The author | Shang Zhimin, f

Meeting a complete video review: www.bilibili.com/video/av886…

On February 12, Ali Cloud and CNCF jointly held an online seminar, which for the first time fully introduced the layout of Ali Cloud for Kubernetes community, including 10 categories, more than 20 open source projects, providing a complete Kubernetes lifecycle management. This article has compiled the full video review and download of the conference, and sorted out the questions that were not answered in time

Pay attention to the “Alibaba Cloud original” public account, the background reply “meeting” to download PPT.

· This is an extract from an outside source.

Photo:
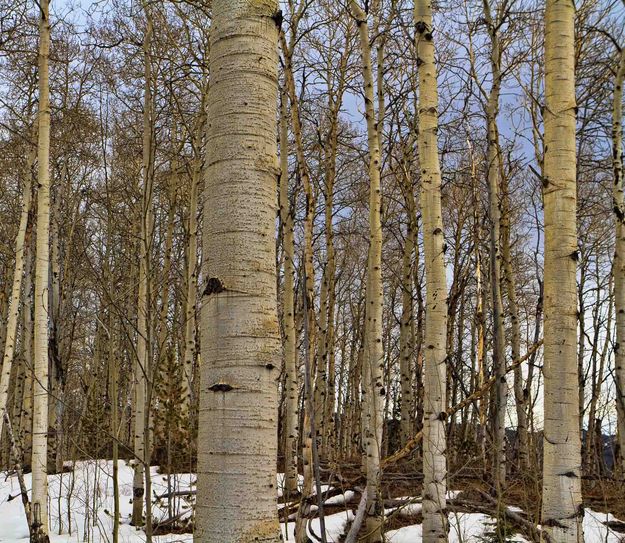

What is a SIG Cloud Provider

Over time, more and more enterprises are using Kubernetes in their production environments. Kubernetes is widely accepted because of its good design and thriving community. There are about 20 interest groups (SIG) around Kubernetes. SIG Cloud Provider is one of the important interest groups of Kubernetes, which is committed to pushing all Cloud vendors to provide Kubernetes services with standard capabilities.

SIG- Cloud-provider-Alibaba is the only sub-project of SIG Cloud Provider in China.

Cloud Provider SIG is the Cloud vendor interest group of Kubernetes. It is committed to making the Kubernetes ecosystem evolve in a vendor-neutral direction. It is responsible for coordinating different vendors to meet the needs of developers with a unified standard as far as possible. At present, seven Cloud vendors have joined the Cloud Provider SIG, including AWS, GCP, AliYun, and IBMCloud.

Why does Ali Cloud join SIG Cloud Provider

1. Jointly promote the multi-cloud standard with global cloud vendors, and feed the excellent practices of Aliyun back to the community

In the all-cloud era, the cloud has reshaped enterprise IT architecture. Cloud native computing is a set of best practices and methodologies for building scalable, robust, loosely-coupled applications in public, private, and multi-cloud environments that allow faster innovation and low cost trial and error.

Ali Cloud as an international influential cloud manufacturer, also hope to promote the further standardization of Kubernetes, and further and horizontal cloud manufacturers such as AWS, Google, Azure technology coordination, optimization of cloud and Kubernetes connection, and unified different components of the modular and standardized protocols.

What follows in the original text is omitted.